CBO on the Outlook, Post-Stimulus

The CBO released new forecasts [pdf] yesterday. No recession, but…

CBO’s previous forecast, which was embodied in budget projections released in January,
was finalized in early December 2007. However, data released since then –
especially regarding the labor market — indicate that economic conditions are weaker
than previously projected, and conditions in some segments of financial markets
remain worrisome. Other indicators — such as production indices and information on
retail sales and sales of new homes — also suggest a slowing in economic activity.

At the same time, changes in monetary policy have been more substantial than CBO
assumed in December, and fiscal policy stimulus has been enacted. The Federal
Reserve reduced the target for the federal funds rate by 125 basis points in January,
and financial markets anticipate further easing in the near future. In addition, the
Economic Stimulus Act of 2008 will provide about $150 billion in tax rebates and
business tax deductions in fiscal year 2008. CBO anticipates that the recent monetary
and fiscal policy actions will provide significant support to the economy in 2008.

The net effect of those developments since CBO’s previous set of projections is
slightly stronger projected economic activity for 2008 (because the impact of
monetary and fiscal policy stimulus slightly outweighs the deterioration in economic conditions absent those policy changes) and slightly weaker projected
economic activity for 2009 (in part because the withdrawal of fiscal stimulus temporarily
reduces economic growth). CBO’s projections are similar to the most recent
Blue Chip consensus forecast, an average of the estimates of about 50 private-sector
forecasters.

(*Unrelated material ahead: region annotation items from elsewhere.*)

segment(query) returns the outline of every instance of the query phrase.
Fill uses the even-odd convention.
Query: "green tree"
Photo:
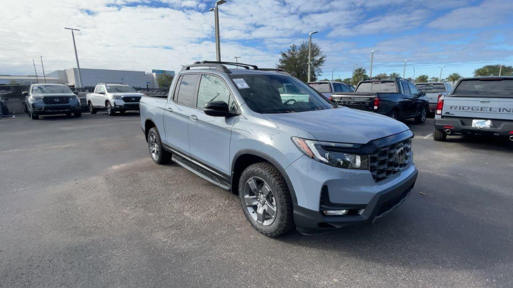
[[[322,74],[322,68],[326,61],[326,54],[323,53],[319,46],[312,43],[312,81],[317,80]],[[295,44],[290,45],[286,51],[280,51],[280,57],[277,68],[283,69],[290,75],[298,78],[304,82],[308,79],[308,43],[303,42],[299,46]]]
[[[161,88],[168,88],[173,81],[173,76],[168,74],[161,74],[157,77],[157,84]]]
[[[499,76],[499,70],[500,65],[486,65],[482,67],[476,69],[474,71],[474,76]],[[501,76],[512,76],[513,75],[513,67],[511,66],[502,66],[502,70],[501,71]]]
[[[427,75],[420,75],[415,79],[416,83],[423,83],[429,80],[429,76]]]
[[[353,74],[352,81],[351,81],[351,84],[356,86],[359,82],[368,78],[369,76],[365,74],[366,72],[365,69],[362,67],[354,69],[354,73]]]
[[[453,73],[447,77],[447,80],[452,82],[453,85],[455,83],[459,80],[460,78],[461,78],[461,75],[457,73]]]

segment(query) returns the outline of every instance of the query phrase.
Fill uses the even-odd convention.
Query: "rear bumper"
[[[435,119],[435,129],[445,130],[444,126],[452,126],[451,133],[490,135],[494,136],[509,136],[509,131],[513,131],[513,121],[507,120],[491,120],[489,128],[476,128],[472,126],[471,118],[438,118]]]

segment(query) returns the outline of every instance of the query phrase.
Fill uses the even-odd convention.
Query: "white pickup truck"
[[[123,114],[127,110],[139,110],[139,101],[144,95],[127,84],[98,83],[94,92],[86,95],[86,101],[91,114],[105,109],[112,116],[116,112]]]
[[[513,77],[465,78],[441,96],[437,105],[433,138],[448,135],[508,137],[513,141]]]

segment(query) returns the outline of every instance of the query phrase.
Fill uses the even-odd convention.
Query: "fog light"
[[[322,213],[327,216],[345,215],[349,210],[324,210]]]

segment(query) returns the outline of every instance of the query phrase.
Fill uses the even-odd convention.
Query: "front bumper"
[[[513,131],[513,121],[508,120],[491,119],[491,127],[489,128],[477,128],[472,126],[472,118],[436,118],[435,129],[437,130],[446,130],[444,126],[452,126],[451,133],[466,134],[480,134],[494,136],[510,136],[510,131]]]
[[[115,111],[125,111],[125,110],[139,110],[139,102],[125,102],[123,100],[116,100],[114,101],[114,105],[112,106],[112,109]]]
[[[286,171],[298,199],[294,204],[296,227],[307,234],[372,223],[406,199],[418,174],[411,162],[397,174],[376,182],[369,171],[341,169],[306,156],[294,161]],[[329,209],[325,205],[327,195]],[[327,216],[321,212],[321,207],[347,209],[350,213]]]
[[[73,101],[68,104],[55,105],[33,102],[30,107],[30,112],[34,115],[55,115],[79,112],[82,111],[80,102],[78,101]]]

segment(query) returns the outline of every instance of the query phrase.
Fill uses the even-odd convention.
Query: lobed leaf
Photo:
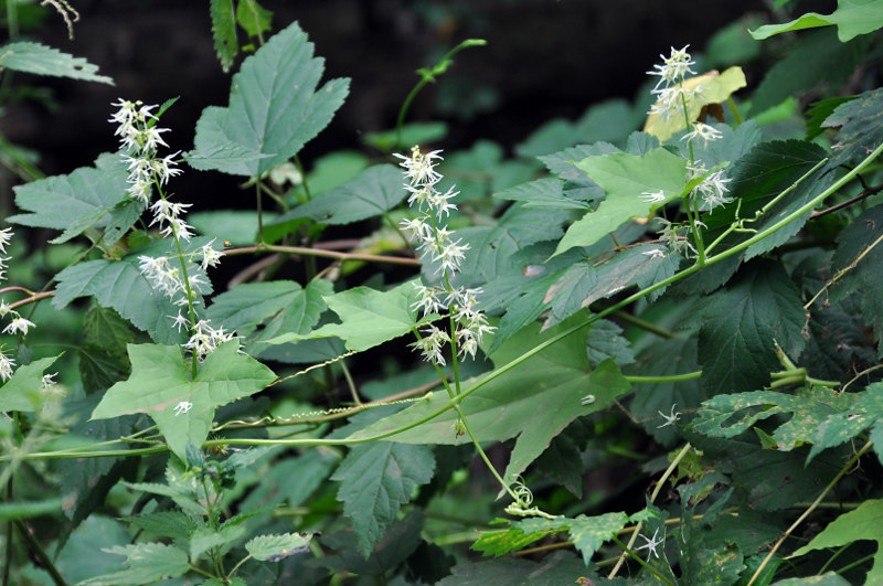
[[[257,177],[328,126],[349,93],[349,79],[332,79],[316,92],[325,64],[312,51],[307,34],[291,23],[246,58],[233,76],[230,106],[209,107],[196,122],[191,167]]]
[[[338,500],[352,519],[359,552],[368,558],[374,544],[411,500],[416,486],[433,478],[435,458],[424,446],[374,441],[357,446],[331,480],[340,481]]]
[[[62,53],[57,49],[30,41],[7,43],[0,47],[0,67],[36,75],[71,77],[86,82],[114,85],[106,75],[98,75],[98,66],[83,57]]]

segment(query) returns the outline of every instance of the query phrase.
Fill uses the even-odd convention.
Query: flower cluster
[[[460,270],[469,245],[462,243],[461,238],[455,239],[454,233],[442,225],[443,219],[457,209],[450,200],[459,192],[450,188],[442,193],[435,188],[442,180],[442,174],[435,170],[437,163],[434,162],[442,159],[439,152],[436,150],[424,155],[418,147],[414,147],[411,157],[396,157],[402,159],[400,164],[405,169],[405,189],[411,193],[408,204],[421,213],[418,217],[403,221],[402,226],[418,241],[417,249],[422,257],[436,264],[444,285],[427,287],[415,284],[417,301],[414,308],[419,309],[424,317],[447,311],[454,324],[453,338],[449,331],[430,324],[421,331],[421,339],[412,345],[423,353],[424,359],[444,365],[443,350],[447,343],[455,345],[460,358],[467,354],[475,358],[482,337],[494,328],[488,326],[487,318],[478,309],[476,297],[481,294],[480,288],[450,285],[455,274]]]
[[[10,239],[12,239],[12,228],[0,230],[0,253],[7,254],[7,245],[9,244]],[[0,256],[0,280],[6,279],[6,271],[7,271],[7,262],[9,262],[11,257],[9,256]],[[6,328],[3,328],[3,333],[20,333],[21,335],[28,335],[28,330],[34,328],[35,324],[33,321],[21,317],[21,315],[9,307],[6,301],[0,299],[0,318],[4,318],[7,316],[12,317],[12,321],[10,321]],[[9,356],[7,356],[3,351],[2,347],[0,347],[0,379],[4,382],[8,381],[12,376],[12,369],[15,366],[15,361]]]
[[[162,134],[168,132],[168,128],[157,126],[159,118],[151,110],[157,106],[145,106],[140,102],[129,102],[119,99],[113,104],[119,109],[110,117],[111,122],[116,122],[115,135],[119,136],[120,150],[124,152],[123,160],[129,170],[129,189],[127,194],[130,199],[137,200],[142,207],[149,209],[153,214],[150,226],[157,226],[162,237],[174,238],[175,242],[184,239],[190,242],[193,237],[193,228],[183,219],[190,204],[170,202],[162,188],[172,178],[179,174],[180,169],[175,168],[174,158],[180,151],[166,157],[159,157],[159,147],[169,145],[162,139]],[[159,199],[151,203],[152,190],[157,187]],[[196,253],[185,256],[139,256],[139,269],[150,281],[151,286],[162,292],[172,303],[177,306],[190,307],[191,318],[185,318],[180,310],[178,316],[169,316],[172,327],[181,331],[184,327],[190,331],[190,339],[183,347],[190,350],[200,362],[217,345],[235,338],[232,332],[225,332],[223,328],[213,329],[208,320],[196,320],[193,310],[194,301],[199,296],[208,292],[209,283],[204,276],[196,271],[195,265],[190,265],[189,259],[199,262],[202,269],[210,266],[217,266],[217,262],[223,256],[221,251],[213,247],[214,239],[200,247]]]
[[[688,73],[695,74],[690,68],[691,65],[695,65],[695,62],[687,52],[688,46],[690,45],[685,45],[681,50],[671,47],[671,56],[659,55],[662,57],[662,65],[653,65],[656,71],[647,72],[649,75],[659,75],[659,82],[652,89],[657,102],[650,107],[651,116],[657,115],[663,120],[682,117],[685,104],[695,99],[701,93],[700,87],[689,88],[683,83]]]

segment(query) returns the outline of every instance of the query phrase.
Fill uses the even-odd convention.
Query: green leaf
[[[98,75],[98,66],[85,58],[29,41],[7,43],[0,47],[0,67],[36,75],[71,77],[114,85],[110,77]]]
[[[637,285],[643,288],[664,280],[674,275],[680,263],[678,254],[658,244],[627,248],[597,266],[589,262],[576,263],[546,291],[543,301],[550,303],[551,311],[543,328],[560,323],[598,299],[616,295],[626,287]],[[653,294],[651,300],[661,290]]]
[[[738,219],[754,219],[762,213],[762,209],[774,198],[790,189],[784,198],[769,207],[765,214],[759,215],[756,222],[746,223],[746,227],[762,231],[783,217],[790,215],[808,201],[828,189],[836,179],[836,173],[816,174],[802,180],[796,188],[794,184],[816,167],[826,157],[826,152],[818,145],[799,140],[772,141],[757,145],[746,156],[741,158],[730,168],[733,179],[731,190],[740,194],[740,201],[715,210],[709,214],[704,222],[705,242],[715,239],[724,230],[727,230]],[[736,211],[738,210],[738,217]],[[779,228],[766,238],[751,245],[744,254],[748,260],[755,256],[767,253],[797,234],[809,220],[809,212],[794,220],[788,225]],[[725,244],[735,244],[748,235],[724,241]]]
[[[804,94],[821,81],[829,92],[836,93],[849,82],[870,42],[870,36],[863,36],[840,44],[830,30],[799,38],[757,86],[752,97],[752,113],[763,113],[791,96]]]
[[[273,12],[258,4],[257,0],[240,0],[236,21],[248,36],[260,36],[273,29]]]
[[[331,480],[341,483],[338,500],[352,519],[363,557],[395,521],[402,503],[411,500],[414,487],[432,480],[434,470],[433,452],[424,446],[375,441],[347,455]]]
[[[839,148],[832,152],[827,168],[854,166],[864,160],[883,141],[883,89],[872,89],[838,106],[825,119],[826,128],[840,127]],[[870,149],[870,150],[869,150]]]
[[[830,14],[807,12],[790,22],[765,24],[749,32],[757,41],[762,41],[786,31],[836,25],[837,38],[841,43],[845,43],[860,34],[868,34],[883,26],[881,8],[883,6],[880,0],[838,0],[837,10]]]
[[[61,498],[43,501],[2,502],[0,503],[0,520],[11,521],[13,519],[30,519],[44,514],[57,514],[61,510]]]
[[[702,382],[714,393],[758,388],[780,370],[778,342],[789,356],[806,343],[806,312],[800,291],[772,260],[745,265],[725,289],[702,300],[698,309],[699,364]]]
[[[245,550],[255,560],[279,562],[289,555],[306,552],[312,535],[306,533],[283,533],[281,535],[258,535],[245,544]]]
[[[126,569],[97,576],[83,584],[148,584],[163,578],[175,578],[190,571],[187,554],[172,545],[138,543],[115,545],[102,551],[126,556]]]
[[[0,387],[0,412],[38,412],[43,408],[46,393],[43,390],[43,373],[58,360],[57,356],[35,360],[15,369],[12,379]]]
[[[26,212],[9,222],[63,230],[53,241],[67,242],[88,228],[103,228],[102,243],[113,246],[138,221],[140,204],[126,199],[128,172],[118,155],[104,153],[95,167],[82,167],[13,188],[15,204]]]
[[[329,323],[307,333],[284,333],[265,340],[281,344],[297,340],[339,337],[348,350],[361,352],[398,338],[418,326],[417,312],[412,309],[416,300],[413,281],[403,283],[389,291],[369,287],[354,287],[325,297],[326,303],[340,317],[341,323]]]
[[[155,290],[138,270],[137,254],[123,260],[87,260],[65,268],[55,279],[58,286],[52,305],[56,309],[78,297],[91,296],[98,305],[117,310],[159,343],[177,344],[181,340],[170,319],[178,313],[177,306]]]
[[[773,434],[777,449],[790,451],[812,441],[819,426],[830,416],[852,413],[855,397],[839,395],[823,386],[798,388],[792,395],[774,391],[717,395],[702,403],[691,427],[710,436],[734,437],[760,419],[790,413],[790,420]]]
[[[190,381],[178,347],[129,344],[131,376],[107,390],[92,418],[146,413],[169,448],[187,460],[187,445],[202,446],[216,407],[253,395],[275,379],[268,367],[237,353],[237,348],[235,340],[217,347]],[[192,407],[175,409],[181,402]]]
[[[276,222],[310,217],[322,224],[352,224],[392,210],[406,195],[400,169],[392,164],[377,164],[352,181],[295,207]]]
[[[556,207],[563,210],[588,210],[585,200],[571,196],[564,191],[564,182],[555,178],[543,178],[521,183],[493,194],[499,200],[524,202],[524,207]]]
[[[212,17],[212,36],[214,36],[214,51],[221,61],[224,73],[233,66],[233,58],[240,52],[236,40],[236,19],[233,11],[233,0],[211,0],[209,14]]]
[[[312,50],[292,23],[246,58],[233,76],[230,106],[203,110],[188,162],[256,177],[288,160],[328,126],[349,92],[349,79],[332,79],[313,92],[325,65]]]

Although CBO’s projections do not show the slowdown in economic
growth becoming severe enough to meet the economic definition of recession, the risk
of a recession remains elevated, and economic activity will remain subdued for some
period as the economy continues to work through the effects of problems in the housing
and financial markets and the high price of oil.

The CBO forecast is compared against other forecasts in Table 3. Note that the White House forecast was finalized at the end of November, so the CBO and Blue Chip forecasts are not directly comparable. However, even back in December, the White House forecast was slightly more optimistic than the private sector consensus [1].


Table 3 from CBO, Update of CBO’s Economic Forecast, February 15, 2008 [pdf].

For me, what is interesting (albeit not entirely surprising) is that despite the aggressive monetary easing and fiscal stimulus, the CBO outlook is less optimistic than the November Blue Chip (Table 1, CBO testimony), my proxy measure for CBO’s short term outlook of early December.